Comment cela s'est-il formé? – Par habitude? Ou ce sont des cerveaux qui ont décidé?
Ce sont des cerveaux: des grammairiens.
Il y a tout un monde de choses que l'on sait simplement par habitude, automatiquement, qui ont été tout à fait effacées (parce que toutes les habitudes sont de plus en plus effacées), et alors c'est quelquefois embarrassant! Et ça revient, toutes ces choses reviennent comme cela, comme sur un écran (mais l'écran de la conscience), et alors celles qui correspondent à une réalité, elles viennent en avant comme une image et la réalité est derrière, alors c'est très facile: on attrape la réalité et c'est fini. Mais il y en a beaucoup: il n'y a que l'image! il n'y a rien derrière. Alors comment les remplacer?
C'est très intéressant au point de vue des langues... Ce sont des choses qui viennent, qui restent une heure, deux heures et qui s'en vont; ce sont comme des leçons, des choses à apprendre; et un jour comme cela, est venue la question des langues, les différentes langues. Ces langues se sont formées petit à petit (probablement par l'usage, et puis, comme tu dis, un jour quelqu'un s'est avisé de fixer cela d'une façon logique et grammaticale), mais derrière ces langues, il y a des expériences identiques – identiques dans leur essence – et il y a des sons certainement qui correspondent à ces expériences; et ces sons se retrouvent dans les langues, les différents sons avec de toutes petites déviations. Et un jour (pendant longtemps, pendant plus d'une heure), cela s'est déroulé avec toutes les preuves à l'appui et toutes les langues. Malheureusement, je ne voyais pas clair, c'était la nuit, je ne pouvais pas noter, et alors c'est parti. Mais ça doit pouvoir revenir. C'était vraiment intéressant... (Mère cherche à se souvenir de l'expérience.) Il y avait même des langues que je n'ai jamais entendues: beaucoup de langues européennes, j'ai entendu; dans l'Inde, plusieurs langues indiennes, mais principalement le sanscrit; et puis le japonais; et il y avait des langues que je n'ai jamais entendues. Et tout cela était là. Et il y avait des sons, certains sons qui viennent de tout en haut, des sons... (comment dire?) des sons que Ton pourrait appeler essentiels, et je voyais comment ils prenaient forme et se déformaient dans les langues (Mère trace une ligne sinueuse qui descend et se ramifie en descendant). Des sons comme l'affirmative et la négation – ce qui pour nous est «oui» et «non» –, et puis l'expression de certaines relations... (Mère cherche à se rappeler). Mais ce qui était intéressant, c'est que c'était venu avec tous les mots, et des tas de mots que je ne connaissais pas! et à ce moment-là je les connaissais (ça vient d'un subconscient quelque part), je connaissais tous ces mots.
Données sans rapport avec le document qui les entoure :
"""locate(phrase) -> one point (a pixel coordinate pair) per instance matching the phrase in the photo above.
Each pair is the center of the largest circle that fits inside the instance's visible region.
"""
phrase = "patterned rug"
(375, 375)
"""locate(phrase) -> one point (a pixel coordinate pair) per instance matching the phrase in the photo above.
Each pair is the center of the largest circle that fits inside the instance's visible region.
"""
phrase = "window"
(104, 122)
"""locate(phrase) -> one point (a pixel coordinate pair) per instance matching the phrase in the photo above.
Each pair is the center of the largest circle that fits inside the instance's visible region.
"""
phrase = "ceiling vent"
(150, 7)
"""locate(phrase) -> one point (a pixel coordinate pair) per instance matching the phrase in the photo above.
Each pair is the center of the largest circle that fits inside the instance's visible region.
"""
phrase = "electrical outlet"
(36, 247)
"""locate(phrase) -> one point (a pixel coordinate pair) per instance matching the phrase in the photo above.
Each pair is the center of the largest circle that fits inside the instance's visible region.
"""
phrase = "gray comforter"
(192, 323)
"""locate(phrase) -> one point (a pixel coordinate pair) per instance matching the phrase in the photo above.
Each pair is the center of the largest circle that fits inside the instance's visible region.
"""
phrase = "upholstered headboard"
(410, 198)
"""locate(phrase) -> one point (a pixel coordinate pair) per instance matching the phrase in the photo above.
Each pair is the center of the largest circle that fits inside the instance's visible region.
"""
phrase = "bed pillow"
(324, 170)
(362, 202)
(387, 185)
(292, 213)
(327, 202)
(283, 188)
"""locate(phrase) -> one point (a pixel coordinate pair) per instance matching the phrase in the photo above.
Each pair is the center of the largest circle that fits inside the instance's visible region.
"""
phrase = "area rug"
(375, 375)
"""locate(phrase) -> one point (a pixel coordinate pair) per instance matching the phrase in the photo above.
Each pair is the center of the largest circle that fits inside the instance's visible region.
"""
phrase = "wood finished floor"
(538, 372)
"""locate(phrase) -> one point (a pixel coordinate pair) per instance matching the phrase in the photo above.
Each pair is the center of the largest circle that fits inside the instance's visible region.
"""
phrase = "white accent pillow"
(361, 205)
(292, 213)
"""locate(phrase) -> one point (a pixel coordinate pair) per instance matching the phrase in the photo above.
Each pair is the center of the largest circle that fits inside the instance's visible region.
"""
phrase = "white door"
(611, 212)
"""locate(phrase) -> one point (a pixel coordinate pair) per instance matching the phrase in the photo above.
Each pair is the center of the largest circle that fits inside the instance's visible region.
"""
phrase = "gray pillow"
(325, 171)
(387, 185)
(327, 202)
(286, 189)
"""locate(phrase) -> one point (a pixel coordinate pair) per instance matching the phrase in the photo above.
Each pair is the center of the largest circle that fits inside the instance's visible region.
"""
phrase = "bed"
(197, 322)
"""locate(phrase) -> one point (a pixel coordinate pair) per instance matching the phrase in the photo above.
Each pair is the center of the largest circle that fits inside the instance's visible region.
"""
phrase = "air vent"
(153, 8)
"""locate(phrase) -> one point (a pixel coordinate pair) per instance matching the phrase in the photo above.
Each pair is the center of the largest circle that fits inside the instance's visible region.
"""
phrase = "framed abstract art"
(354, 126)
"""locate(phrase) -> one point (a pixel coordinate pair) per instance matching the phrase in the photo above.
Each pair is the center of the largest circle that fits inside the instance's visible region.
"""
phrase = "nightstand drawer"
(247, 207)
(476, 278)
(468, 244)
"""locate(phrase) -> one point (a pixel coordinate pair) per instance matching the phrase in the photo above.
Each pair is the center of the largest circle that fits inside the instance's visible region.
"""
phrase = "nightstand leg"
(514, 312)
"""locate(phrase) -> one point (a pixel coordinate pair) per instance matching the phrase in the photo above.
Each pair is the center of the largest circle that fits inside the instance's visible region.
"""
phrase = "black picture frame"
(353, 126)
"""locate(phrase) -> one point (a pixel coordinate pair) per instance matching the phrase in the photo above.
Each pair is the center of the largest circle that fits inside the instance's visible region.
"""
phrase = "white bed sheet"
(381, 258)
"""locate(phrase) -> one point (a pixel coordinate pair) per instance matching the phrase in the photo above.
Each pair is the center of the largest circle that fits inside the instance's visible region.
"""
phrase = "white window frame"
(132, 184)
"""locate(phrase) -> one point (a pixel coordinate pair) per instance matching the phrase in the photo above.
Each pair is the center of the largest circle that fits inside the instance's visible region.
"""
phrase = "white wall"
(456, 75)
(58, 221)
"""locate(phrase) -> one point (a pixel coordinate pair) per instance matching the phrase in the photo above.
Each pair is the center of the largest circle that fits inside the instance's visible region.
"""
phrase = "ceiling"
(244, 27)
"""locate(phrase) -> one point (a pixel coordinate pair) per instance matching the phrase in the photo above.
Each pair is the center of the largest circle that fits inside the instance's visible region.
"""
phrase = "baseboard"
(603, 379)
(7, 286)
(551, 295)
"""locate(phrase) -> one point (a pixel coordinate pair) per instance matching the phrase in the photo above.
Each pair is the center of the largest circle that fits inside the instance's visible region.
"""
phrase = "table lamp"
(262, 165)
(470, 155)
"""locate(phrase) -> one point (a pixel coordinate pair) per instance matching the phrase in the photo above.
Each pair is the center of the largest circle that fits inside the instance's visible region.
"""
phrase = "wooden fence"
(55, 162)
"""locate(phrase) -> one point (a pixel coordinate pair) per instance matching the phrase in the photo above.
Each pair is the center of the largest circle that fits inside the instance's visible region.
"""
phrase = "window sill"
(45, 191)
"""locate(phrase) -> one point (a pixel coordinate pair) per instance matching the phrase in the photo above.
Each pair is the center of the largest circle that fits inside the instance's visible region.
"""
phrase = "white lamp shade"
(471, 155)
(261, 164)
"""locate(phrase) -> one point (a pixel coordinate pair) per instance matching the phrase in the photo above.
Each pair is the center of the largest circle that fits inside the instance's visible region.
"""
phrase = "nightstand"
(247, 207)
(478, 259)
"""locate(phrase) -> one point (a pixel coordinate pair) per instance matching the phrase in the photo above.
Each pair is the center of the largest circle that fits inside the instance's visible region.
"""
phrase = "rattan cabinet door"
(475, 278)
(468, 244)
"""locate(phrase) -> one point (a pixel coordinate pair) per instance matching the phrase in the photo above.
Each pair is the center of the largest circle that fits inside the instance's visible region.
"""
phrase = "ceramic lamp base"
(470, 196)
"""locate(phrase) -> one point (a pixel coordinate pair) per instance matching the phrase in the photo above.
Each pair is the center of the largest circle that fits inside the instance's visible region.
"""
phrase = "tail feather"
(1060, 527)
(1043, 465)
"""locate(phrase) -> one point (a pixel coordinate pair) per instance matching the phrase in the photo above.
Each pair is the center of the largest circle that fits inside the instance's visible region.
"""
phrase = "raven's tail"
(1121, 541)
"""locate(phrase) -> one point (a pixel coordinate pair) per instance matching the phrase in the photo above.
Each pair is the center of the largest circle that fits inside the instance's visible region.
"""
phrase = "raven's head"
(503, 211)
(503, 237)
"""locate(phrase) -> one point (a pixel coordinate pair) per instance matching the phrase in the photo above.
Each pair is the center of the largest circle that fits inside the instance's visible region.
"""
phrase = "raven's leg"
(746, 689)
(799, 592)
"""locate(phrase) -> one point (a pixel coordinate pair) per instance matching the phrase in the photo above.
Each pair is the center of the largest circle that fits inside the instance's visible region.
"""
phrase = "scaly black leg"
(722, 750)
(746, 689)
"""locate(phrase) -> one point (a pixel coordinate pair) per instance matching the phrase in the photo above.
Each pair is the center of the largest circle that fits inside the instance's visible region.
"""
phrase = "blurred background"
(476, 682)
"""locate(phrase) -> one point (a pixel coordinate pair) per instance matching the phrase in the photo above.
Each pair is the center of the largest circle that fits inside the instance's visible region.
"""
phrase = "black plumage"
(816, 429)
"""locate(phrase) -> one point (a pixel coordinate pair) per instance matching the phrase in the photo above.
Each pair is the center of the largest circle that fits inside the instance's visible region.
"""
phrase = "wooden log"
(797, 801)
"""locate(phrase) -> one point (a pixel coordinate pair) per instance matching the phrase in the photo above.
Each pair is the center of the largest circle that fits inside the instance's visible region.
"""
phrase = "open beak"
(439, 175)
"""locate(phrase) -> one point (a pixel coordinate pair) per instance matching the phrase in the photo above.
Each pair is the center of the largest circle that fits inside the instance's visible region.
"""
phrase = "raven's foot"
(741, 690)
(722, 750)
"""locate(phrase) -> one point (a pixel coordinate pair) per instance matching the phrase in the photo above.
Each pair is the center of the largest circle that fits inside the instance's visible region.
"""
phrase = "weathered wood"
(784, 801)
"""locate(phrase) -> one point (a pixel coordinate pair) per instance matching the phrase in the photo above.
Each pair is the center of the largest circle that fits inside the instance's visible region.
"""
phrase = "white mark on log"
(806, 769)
Et en même temps, il y avait une sorte de capacité ou une possibilité, un état, dans lequel on pouvait comprendre tous les langages; n'est-ce pas, chaque langage se comprenait à cause de sa jonction avec cette région (geste en haut, à la source des sons). Il semblait n'y avoir aucune difficulté pour comprendre toutes les langues. Il y avait comme une explication presque graphique (même ligne sinueuse qui descend et se ramifie) montrant comment le son s'était déformé pour faire ceci, cela, cela...
C'est un champ d'observation qui fait partie de l'étude des vibrations: comment les vibrations essentielles, à mesure qu'elles se répandent, se déforment et produisent les différents états: au point de vue psychologique, au point de vue de la pensée, au point de vue de l'action, et alors au point de vue des langues, de l'expression.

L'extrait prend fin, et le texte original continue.